Market timing remains an important issue with me.  Was anyone at KWN calling the top for silver at $50?  I certainly don't remember them doing so.  It was dreadfully overextended, and had you bought silver there, you'd have lost 40% of the value of your investment.  Timing really does matter, and apart from our Faith in the Ultimate Victory of Gold over Evil Central Banking, its probably a good idea to measure how extended a market is prior to making buying and/or selling decisions.  It doesn't require Market Manipulators to cause a price correction in something that's really overextended.
Secondly, I'd like to continue asking for evidence of this incipient hyperinflation I hear so much about.  What evidence do we have that hyperinflation is on the way?  What indicators should we be looking at?  None that I follow suggest hyperinflation.
From what I can tell, looking at the metrics I believe in (inflation being driven by an expansion of money and credit), hyperinflation just isn't happening.  At best, we're creeping along at an overall 2% inflation rate, based on growth in TCMDO.  (TCMDO = total credit market debt owed)
Third, is gold overvalued, fairly valued, or undervalued?  It depends on what you measure, and what you compare it to.  During the interview, Chris mentioned comparisons with other commodities.  I thought that was interesting enough that I went off and created some charts and put them up on a page.  Gold vs other commodities - gold looks fairly priced.  Gold as a backing for total money - gold is distinctly undervalued.  Gold vs the US equity market both short term, and long term - perhaps somewhat undervalued.  Which indicators do you believe in?  Are there others that bear watching?
So 3 issues.

  1. Timing does matter, we can measure it in various ways, and it might be a good idea to remember that it is probably best not to buy something when things are overextended on the high side.
  2. What is the theat of hyperinflation and how we measure that, and
  3. Whether or not gold is over or under-valued, and how we measure that.

DAVEFAIRTEX:I'm replying to your challenge, "Secondly, I'd like to continue asking for evidence of this incipient hyperinflation I hear so much about."
I agree that right now there is no clear sign that Hyperinflation has begun or will begin in the immediate future.

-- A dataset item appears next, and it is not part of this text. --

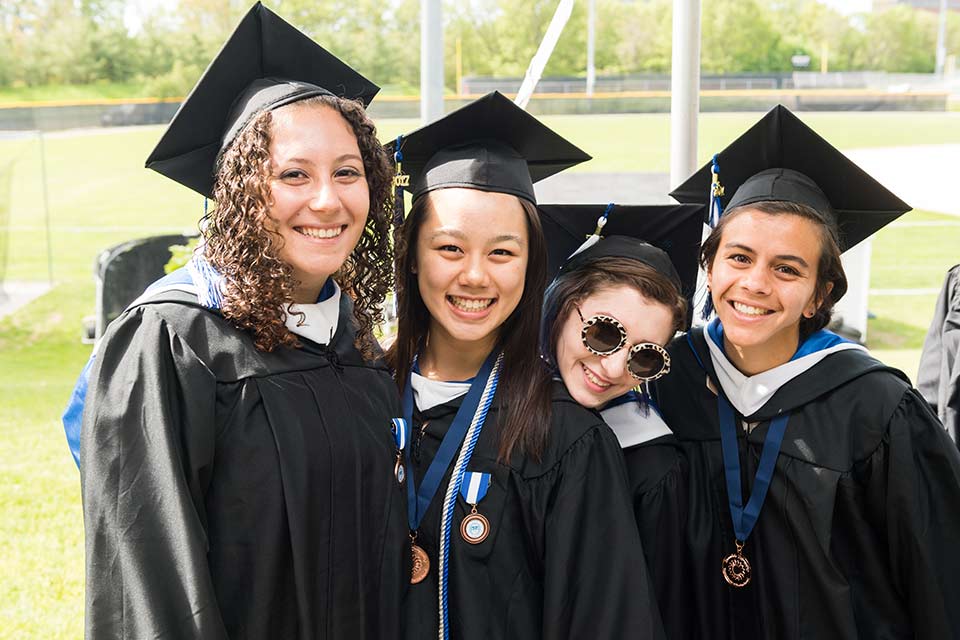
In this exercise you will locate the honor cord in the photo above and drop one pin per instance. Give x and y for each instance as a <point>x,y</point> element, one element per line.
<point>453,488</point>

Contrary to Jim H's claims that I am James Turk hating troll, I actually agree with James Turk that there will likely be a Hyperinflation in the US in my lifetime (I'm 41 now).

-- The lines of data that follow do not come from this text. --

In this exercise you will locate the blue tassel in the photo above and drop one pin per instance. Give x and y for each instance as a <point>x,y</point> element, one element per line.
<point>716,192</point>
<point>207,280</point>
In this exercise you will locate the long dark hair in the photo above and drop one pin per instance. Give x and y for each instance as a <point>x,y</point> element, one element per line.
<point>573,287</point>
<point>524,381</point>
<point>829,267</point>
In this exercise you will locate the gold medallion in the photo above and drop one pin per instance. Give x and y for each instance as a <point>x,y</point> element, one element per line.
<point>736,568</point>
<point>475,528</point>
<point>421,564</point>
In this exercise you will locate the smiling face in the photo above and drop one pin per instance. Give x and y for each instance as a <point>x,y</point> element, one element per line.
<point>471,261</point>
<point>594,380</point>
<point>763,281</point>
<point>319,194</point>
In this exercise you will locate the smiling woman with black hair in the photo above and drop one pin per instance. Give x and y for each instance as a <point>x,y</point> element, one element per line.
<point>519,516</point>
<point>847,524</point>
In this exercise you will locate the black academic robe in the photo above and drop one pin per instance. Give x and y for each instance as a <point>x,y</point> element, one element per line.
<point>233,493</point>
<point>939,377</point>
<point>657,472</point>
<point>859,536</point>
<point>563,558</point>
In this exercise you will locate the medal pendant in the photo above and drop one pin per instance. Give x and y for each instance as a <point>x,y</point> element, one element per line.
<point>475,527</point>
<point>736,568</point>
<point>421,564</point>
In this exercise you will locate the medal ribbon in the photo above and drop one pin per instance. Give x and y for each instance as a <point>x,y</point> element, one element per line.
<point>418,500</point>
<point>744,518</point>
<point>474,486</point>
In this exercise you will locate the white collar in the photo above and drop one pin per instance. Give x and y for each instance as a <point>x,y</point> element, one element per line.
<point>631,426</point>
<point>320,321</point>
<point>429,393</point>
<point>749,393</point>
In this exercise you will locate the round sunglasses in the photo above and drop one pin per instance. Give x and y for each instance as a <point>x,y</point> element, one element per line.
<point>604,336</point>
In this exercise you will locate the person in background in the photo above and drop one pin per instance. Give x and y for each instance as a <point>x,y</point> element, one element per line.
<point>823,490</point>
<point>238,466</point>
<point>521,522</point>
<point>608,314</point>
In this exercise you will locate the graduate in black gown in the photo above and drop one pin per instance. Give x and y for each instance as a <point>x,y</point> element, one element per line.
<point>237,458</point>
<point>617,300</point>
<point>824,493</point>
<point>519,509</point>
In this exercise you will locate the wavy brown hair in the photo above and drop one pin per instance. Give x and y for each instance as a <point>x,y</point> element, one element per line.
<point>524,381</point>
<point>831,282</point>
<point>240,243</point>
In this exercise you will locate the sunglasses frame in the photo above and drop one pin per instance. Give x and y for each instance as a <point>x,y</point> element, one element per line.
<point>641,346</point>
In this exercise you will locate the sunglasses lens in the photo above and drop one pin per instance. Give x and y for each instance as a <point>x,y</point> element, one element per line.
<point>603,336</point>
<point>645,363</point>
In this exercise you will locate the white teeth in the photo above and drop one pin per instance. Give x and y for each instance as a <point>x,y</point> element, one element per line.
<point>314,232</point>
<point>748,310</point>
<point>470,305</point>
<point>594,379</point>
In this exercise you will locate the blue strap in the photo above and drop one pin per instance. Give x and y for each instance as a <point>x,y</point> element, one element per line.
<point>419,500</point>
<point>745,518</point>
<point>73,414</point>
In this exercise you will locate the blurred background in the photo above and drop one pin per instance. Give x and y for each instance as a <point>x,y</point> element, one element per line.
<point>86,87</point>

The best argument for hyperinflation I've seen is the 2008 study by Swiss economist Peter Bernholz. He studied all known hyperinflations that occurred after 1980 (there were 28 of them) and studied them all to determine the common denominator. His conclusion was that hyperinflation is INEVITABLE when a government borrows more than 40% of their expenditures. THe US crossed that threshold around 2009-2010. I don;t know the exact number, but I heard talk-show conservative Mark Levin say in 2012 that the US is borrowing over 43 cents for every dollar spent.
Here's a link to an article mentioning the study by Bernholz:
We may have already crossed the point of no return to hyperinflation, but low rates are temporarily preventing the horrible outcome.